Almost all these emails were mimicking Gmail alerts to entice the user to click on the link. For instance this email received on the 23rd of October 2018 pretends that the account will be closed soon, using images of the text hosted on imgur to bypass Gmail detection :

The only exception was an email received on the 16th of October 2018 pretending to give confidential information on the former Hokim (governor) of Tashkent :

Emails were using simple tricks to bypass detection, at times drw.sh url shortener (this tool belongs to a Russian security company Doctor Web) or by using open re-directions offered in several Google tools.

Every email we have seen used a different sub-domain, including emails from the same Gmail account and with the same subject line. For instance, two different emails entitled “Прекращение предоставления доступа к сервису” and sent from the same address used hxxp://gmallls.con-537d7.my-id[.]top/ and http://gmallls.con-4f137.my-id[.]top/ as phishing domains. We think that the operators used a different sub-domain for every email sent in order to bypass Gmail list of known malicious domains. This would explain the large number of sub-domains identified through passive DNS. We have identified 74 sub-domains for 26 second-level domains used in this campaign (see the appendix below for  full list of discovered domains).

We think that the phishing page stayed online only for a short time after having sent the email in order to avoid detection. We got access to the phishing page of a few emails. We could confirm that the phishing toolkit checked if the password is correct or not (against the actual gmail account) and suspect that they implemented 2 Factor authentication for text messages and 2FA applications, but could not confirm this.

Timeline for the campaign

We found the first evidence of activity in this operation with the registration of domain auth-login[.]com on the 21st of February 2016. Because we discovered the campaign recently, we have little information on attacks during  2016 and 2017, but the domain registration date shows some activity in July and December 2016, and then again in August and October 2017. It is very likely that the campaign started in 2016 and continued in 2017 without any public reporting about it.

Here is a first timeline we obtained based on domain registration dates and dates of web attacks and phishing emails :

To confirm that this group had some activity during  2016 and 2017, we gathered encryption (TLS) certificates for these domains and sub-domains from the crt.sh Certificate Transparency Database. We identified 230 certificates generated for these domains, most of them created by Cloudfare. Here is a new timeline integrating the creation of TLS certificates :

We see here many certificates created since December 2016 and continuing over 2017, which shows that this group had some activity during that time.
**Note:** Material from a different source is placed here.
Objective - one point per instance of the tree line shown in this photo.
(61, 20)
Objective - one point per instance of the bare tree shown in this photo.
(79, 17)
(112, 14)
The large number of certificates over 2017 and 2018 comes from campaign operators using Cloudflare for several domains. Cloudflare creates several short-lived certificates at the same time when protecting a website.

It is also interesting to note that the campaign started in February 2016, with some activity in the summer of 2016, which happens to when the former Uzbek president Islam Karimov died, news first reported by Fergana News, one of the targets of this attack campaign.

Infrastructure Analysis

We identified domains and subdomains of this campaign through analysis of passive DNS information, using mostly the Community access of PassiveTotal. Many domains in 2016/2017 reused the same registrant email address, b.adan1@walla.co.il, which helped us identify other domains related to this campaign :

Based on this list, we identified subdomains and IP addresses associated with them, and discovered three IP addresses used in the operation. We used Shodan historical data and dates of passive DNS data to estimate the timeline of the utilisation of the different servers :

  • 46.45.137.74 was used in 2016 and 2017
  • 139.60.163.29 was used between October 2017 and August 2018
  • 51.15.94.245 was used between September and February 2019

We have identified 74 sub-domains for 26 second-level domains used in this campaign (see the appendix for a full list of IOCs). Most of these domains are mimicking Gmail, but there are also domains mimicking Yandex (auth.yandex.ru.my-id[.]top), mail.ru (mail.ru.my-id[.]top) qip.ru (account.qip.ru.mail-help-support[.]info), yahoo (auth.yahoo.com.mail-help-support[.]info), Live (login.live.com.mail-help-support[.]info) or rambler.ru (mail.rambler.ru.mail-help-support[.]info). Most of these domains are sub-domains of a few generic second-level domains (like auth-mail.com), but there are a few specific second-level domains that are interesting :

  • bit-ly[.]host mimicking bit.ly
  • m-youtube[.]top and m-youtube[.]org for Youtube
  • ecoit[.]email which could mimick https://www.ecoi.net
  • pochta[.]top likely mimick https://www.pochta.ru/, the Russian Post website
  • We have not found any information on vzlom[.]top and fixerman[.]top. Vzlom means “break into” in Russian, so it could have hosted or mimicked a security website

A weird Cyber-criminality Nexus

It is quite unusual to see connections between targeted attacks and cyber-criminal enterprises, however during this investigation we encountered two such links.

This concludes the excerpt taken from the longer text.